今年3月に抗癌剤が変わって、最初は重い副作用で入院騒ぎになってしまったが、その後は副作用も徐々に軽くなり、肝臓癌の進行をある程度は抑えられている。

ただ、今の薬の効力がいつまでも続くわけではなく、そうなるとまた別の薬を試すことになるけれども、いずれは抗癌剤治療の限界がやってきて、いったん黄疸症状が出始めるともう投薬は不可能になり、緩和ケアに移行することになる。

それは大体いつごろになるのか、先日の診察で主治医に目安を尋ねたところ、「もう年の単位ではなく、月単位で考えて下さい」とのことだった。簡単に言えば「余命1年以内」ということである。問題はあくまで肝臓の癌だけれど、肺にもまだ小さいながら転移が出始めているという。
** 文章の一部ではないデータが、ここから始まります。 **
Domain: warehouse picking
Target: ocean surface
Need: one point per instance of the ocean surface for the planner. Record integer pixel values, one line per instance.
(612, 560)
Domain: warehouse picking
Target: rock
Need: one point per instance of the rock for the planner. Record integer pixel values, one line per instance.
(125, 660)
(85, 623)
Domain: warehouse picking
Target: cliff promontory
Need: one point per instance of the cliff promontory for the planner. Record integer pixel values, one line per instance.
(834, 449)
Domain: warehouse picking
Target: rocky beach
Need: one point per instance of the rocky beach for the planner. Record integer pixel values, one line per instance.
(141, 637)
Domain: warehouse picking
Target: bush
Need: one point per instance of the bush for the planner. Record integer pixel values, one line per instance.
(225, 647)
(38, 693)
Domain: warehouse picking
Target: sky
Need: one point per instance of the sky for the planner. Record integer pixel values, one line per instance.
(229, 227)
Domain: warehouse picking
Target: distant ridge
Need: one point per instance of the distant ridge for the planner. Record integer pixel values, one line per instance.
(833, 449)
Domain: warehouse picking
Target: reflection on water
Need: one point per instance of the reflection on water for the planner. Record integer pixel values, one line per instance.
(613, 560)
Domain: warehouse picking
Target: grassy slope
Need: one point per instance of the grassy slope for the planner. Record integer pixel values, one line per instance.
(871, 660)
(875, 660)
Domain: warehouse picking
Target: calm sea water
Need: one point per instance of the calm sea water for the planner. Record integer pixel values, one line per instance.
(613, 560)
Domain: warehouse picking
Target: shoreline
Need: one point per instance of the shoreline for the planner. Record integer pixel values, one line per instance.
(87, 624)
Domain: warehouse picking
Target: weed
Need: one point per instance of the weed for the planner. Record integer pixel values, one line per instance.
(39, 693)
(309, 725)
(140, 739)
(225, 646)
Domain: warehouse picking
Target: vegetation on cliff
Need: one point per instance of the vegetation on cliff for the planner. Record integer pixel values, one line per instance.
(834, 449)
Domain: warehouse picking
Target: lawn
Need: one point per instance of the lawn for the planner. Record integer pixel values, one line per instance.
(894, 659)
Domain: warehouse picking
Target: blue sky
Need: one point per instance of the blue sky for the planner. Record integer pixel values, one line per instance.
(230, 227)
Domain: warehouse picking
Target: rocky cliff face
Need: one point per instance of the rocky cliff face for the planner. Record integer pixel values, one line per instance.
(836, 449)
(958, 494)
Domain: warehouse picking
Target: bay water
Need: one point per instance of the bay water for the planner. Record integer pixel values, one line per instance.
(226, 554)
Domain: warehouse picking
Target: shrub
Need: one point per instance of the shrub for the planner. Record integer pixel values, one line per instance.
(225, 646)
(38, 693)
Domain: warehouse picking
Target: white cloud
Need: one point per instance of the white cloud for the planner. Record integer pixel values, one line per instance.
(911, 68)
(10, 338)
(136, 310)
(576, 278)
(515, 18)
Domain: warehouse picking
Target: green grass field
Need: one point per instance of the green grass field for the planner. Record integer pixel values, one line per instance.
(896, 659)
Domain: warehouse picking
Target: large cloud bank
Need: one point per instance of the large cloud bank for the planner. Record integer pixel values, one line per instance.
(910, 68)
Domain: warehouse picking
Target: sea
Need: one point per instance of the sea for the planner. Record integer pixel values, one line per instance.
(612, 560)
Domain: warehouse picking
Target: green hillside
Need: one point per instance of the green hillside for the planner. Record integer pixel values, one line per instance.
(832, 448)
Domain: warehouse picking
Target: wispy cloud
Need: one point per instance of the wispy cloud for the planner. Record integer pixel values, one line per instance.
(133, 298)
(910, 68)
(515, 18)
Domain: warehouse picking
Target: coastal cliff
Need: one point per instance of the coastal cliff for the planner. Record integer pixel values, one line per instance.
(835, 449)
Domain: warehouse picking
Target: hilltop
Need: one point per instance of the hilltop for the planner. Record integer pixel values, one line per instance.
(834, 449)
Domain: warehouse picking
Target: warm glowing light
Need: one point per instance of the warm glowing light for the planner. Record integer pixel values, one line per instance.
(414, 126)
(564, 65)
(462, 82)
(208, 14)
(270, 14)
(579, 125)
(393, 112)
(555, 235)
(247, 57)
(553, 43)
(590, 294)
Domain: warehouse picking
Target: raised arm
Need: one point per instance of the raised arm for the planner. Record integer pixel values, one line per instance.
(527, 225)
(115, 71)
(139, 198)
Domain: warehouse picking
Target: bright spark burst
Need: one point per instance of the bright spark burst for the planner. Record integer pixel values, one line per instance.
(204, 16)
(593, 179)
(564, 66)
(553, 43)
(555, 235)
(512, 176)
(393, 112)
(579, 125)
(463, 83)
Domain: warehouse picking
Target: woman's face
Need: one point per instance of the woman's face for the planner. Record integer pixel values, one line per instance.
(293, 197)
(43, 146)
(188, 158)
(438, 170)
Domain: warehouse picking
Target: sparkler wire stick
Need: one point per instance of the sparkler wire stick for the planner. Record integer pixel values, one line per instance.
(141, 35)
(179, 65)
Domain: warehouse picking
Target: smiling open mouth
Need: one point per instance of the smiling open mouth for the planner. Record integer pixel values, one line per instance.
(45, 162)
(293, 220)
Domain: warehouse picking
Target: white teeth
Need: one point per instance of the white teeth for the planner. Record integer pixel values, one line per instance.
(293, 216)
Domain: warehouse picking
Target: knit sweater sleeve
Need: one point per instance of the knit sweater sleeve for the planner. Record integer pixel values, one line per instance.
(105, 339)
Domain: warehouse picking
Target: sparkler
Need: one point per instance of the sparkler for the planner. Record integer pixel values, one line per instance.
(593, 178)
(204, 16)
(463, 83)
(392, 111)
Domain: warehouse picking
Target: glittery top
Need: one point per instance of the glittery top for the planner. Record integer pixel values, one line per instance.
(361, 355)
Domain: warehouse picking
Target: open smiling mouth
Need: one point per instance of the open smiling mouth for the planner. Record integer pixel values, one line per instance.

おおかた覚悟していたとおりで、この期に及んでジタバタするつもりはない。夏の暑さに我慢するのもこれがたぶん最後かと思うと、汗かきで暑がりの自分には有難いぐらいだ。コロナの災禍と五輪の狂騒が同時進行する、異常な最後の夏をせいぜい楽しみたい。

また、1日にはコロナワクチン1回目の接種を受けた。当市では準備に相当手間取っていて、「基礎疾患あり」の優先予約でもようやくこの時期になったのだが、受付や問診で「疾患」についての詳しい確認は求められなかった。自称「基礎疾患あり」でもスルーできてしまうのではないか。